Been meaning to post this, but now is as good a time as any. Dan Riehl at Riehl World View is less than impressed with the response of mainstream organizations generally, and the PR community in particular, to new media:
Not long ago, PR in politics, and a host of other areas, dealt mostly with responding to queries filtered through a somewhat conglomerated mainstream media. Today, news and political junkies, as well as experts and keenly interested parties in a range of fields, have direct access to media they never had before. Given these three examples, it seems reasonable to ask if the public relations industry across the board is truly keeping up with the growth in size and significance of new media.
Given my own experiences in j-school and in online media over the last four or so years, I don’t blame him for the skepticism.
While in journalism school at Arizona State University around 2003, I had the opportunity to talk with the then-VP of one of the bigger PR shops in Phoenix (which, by extension, means the state of Arizona). His take on my school was something like this:
“I have never hired graduates straight out of the Cronkite School. I’ve interviewed several, but I’ve never hired them. Why not? Because they know everything, you can’t tell them anything, and they have this idea that it’s all about circulating press releases and pitching stories, when in point of fact that’s such a minuscule part of the business anymore.”
“We’ve talked to the professors at the school,” he continued, “tried to explain, ‘Look, you’re not giving us the graduates we need.’ And they just won’t listen. They are hopelessly behind, but they refuse to change. They have this notion of PR that’s at least 15 years behind the times.”

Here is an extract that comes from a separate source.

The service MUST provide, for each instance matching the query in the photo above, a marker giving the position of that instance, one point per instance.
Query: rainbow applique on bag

When I heard that indictment of my school of choice, it became clear that I was receiving an obsolete education. So I went out of my way to augment that education to the extent possible. At the advice of that VP, I got in as many internships as possible (I ended up doing six in total), but by far the very best decision I made was to start a blog. As I say on my bio page, I really did it just for fun and experience – I didn’t anticipate it would actually translate to anything worthwhile as far as career options.

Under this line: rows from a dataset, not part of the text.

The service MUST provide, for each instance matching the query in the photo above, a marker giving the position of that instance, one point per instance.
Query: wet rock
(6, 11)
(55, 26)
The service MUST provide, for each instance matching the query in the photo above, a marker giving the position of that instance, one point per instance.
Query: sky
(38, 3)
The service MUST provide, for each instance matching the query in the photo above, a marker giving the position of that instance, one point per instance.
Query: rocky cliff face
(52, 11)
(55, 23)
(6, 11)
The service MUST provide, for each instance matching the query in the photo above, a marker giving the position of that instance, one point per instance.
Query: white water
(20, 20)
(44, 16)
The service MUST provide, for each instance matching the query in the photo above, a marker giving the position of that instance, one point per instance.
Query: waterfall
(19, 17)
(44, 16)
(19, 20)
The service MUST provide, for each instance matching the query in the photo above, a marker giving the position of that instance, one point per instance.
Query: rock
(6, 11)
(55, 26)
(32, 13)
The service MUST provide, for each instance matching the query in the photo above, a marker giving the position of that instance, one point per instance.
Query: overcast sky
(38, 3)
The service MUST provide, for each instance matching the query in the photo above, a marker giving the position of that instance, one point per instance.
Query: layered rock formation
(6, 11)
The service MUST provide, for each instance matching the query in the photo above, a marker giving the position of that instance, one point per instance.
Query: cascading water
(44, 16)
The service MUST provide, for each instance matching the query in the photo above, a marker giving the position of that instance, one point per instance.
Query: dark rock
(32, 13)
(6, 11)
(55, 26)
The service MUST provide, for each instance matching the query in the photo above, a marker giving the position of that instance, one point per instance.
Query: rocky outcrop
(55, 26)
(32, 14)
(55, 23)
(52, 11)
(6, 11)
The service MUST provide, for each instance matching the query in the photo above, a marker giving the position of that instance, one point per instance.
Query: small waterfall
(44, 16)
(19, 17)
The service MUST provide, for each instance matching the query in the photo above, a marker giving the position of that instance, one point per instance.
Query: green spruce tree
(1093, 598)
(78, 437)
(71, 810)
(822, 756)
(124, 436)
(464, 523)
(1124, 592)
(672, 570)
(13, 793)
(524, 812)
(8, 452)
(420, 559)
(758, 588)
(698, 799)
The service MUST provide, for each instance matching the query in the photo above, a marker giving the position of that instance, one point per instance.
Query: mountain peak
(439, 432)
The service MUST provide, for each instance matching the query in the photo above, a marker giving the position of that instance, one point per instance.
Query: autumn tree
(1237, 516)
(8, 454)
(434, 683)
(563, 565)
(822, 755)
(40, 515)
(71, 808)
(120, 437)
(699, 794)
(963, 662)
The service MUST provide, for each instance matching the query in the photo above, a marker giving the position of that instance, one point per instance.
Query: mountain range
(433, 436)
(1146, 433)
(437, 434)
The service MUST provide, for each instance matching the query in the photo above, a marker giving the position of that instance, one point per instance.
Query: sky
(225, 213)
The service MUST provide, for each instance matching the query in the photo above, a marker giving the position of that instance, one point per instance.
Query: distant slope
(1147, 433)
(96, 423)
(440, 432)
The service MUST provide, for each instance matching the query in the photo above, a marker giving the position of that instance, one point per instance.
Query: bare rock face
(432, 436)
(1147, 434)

I was very mistaken. That experiment in blogging as a student led to my blogging stint with the Alliance for School Choice, then going corporate, and now in my present role in web marketing. But back then, I’m fairly confident the blogosphere didn’t register a blip among my professors.
However, I rather suspect I’m an outlier as far as my time in school.
Understand, I graduated in ’04, back when blogging was really coming into vogue. In Internet terms, that was a generation or two ago – before the rise of the iPhone, at a time when Facebook was but a twinkle in Zuckerberg’s eye, back when Twitter only had vaguely to do with small birds or old ladies. This radical change in how we use the Internet, how it has altered the power structure, how it has changed the way we relate to and communicate with one another, has just happened way too fast for many big organizations to keep up.
The more obvious victims have, of course, been the legacy media. While most people (well, the navel-gazers within the MSM particularly) have focused largely on how new media has upended their traditional business model, not enough have focused on how the nature of communications has also changed. As Trent Reznor pointed out in connection with the destruction of the recording business:
“Anyone who’s an executive at a record label does not understand what the internet is, how it works, how people use it, how fans and consumers interact — no idea,” he declares. “I’m surprised they know how to use e-mail. They have built a business around selling plastic discs, and nobody wants plastic discs any more.”
Meanwhile, the entire system that for a lucky few turned those discs into hits — rock radio, MTV, music mags, CD megastores — has crumbled, and label execs have no idea where to turn. “They’re in such a state of denial it’s impossible for them to understand what’s happening,” Reznor says. “As an artist, you are now the marketer.”
Simply put, these are pretty radical changes that have taken place in just a few years. Bigger organizations with more insular thinking are getting caught flatfooted. As Glenn Reynolds likes to point out, smaller, more nimble organizations have a real edge.
In my professional work in search engine optimization, the thing that has really come to the forefront is how effective SEO – namely, backlink building – and effective PR are heavily connected. The line between the two has gotten so blurred that I really believe it’s increasingly hard to see where one ends and the other begins. But all this has happened outside the ivory towers that are churning out new batches of PR professionals. And with the rise of social networking, you can expect the dinosaurs at j-schools to become that much more befuddled at what is happening in the world beyond.
I’ve actually seriously considered doing some sort of graduate work related to PR and online marketing. But what journalism school out there really understands the intersection between the two?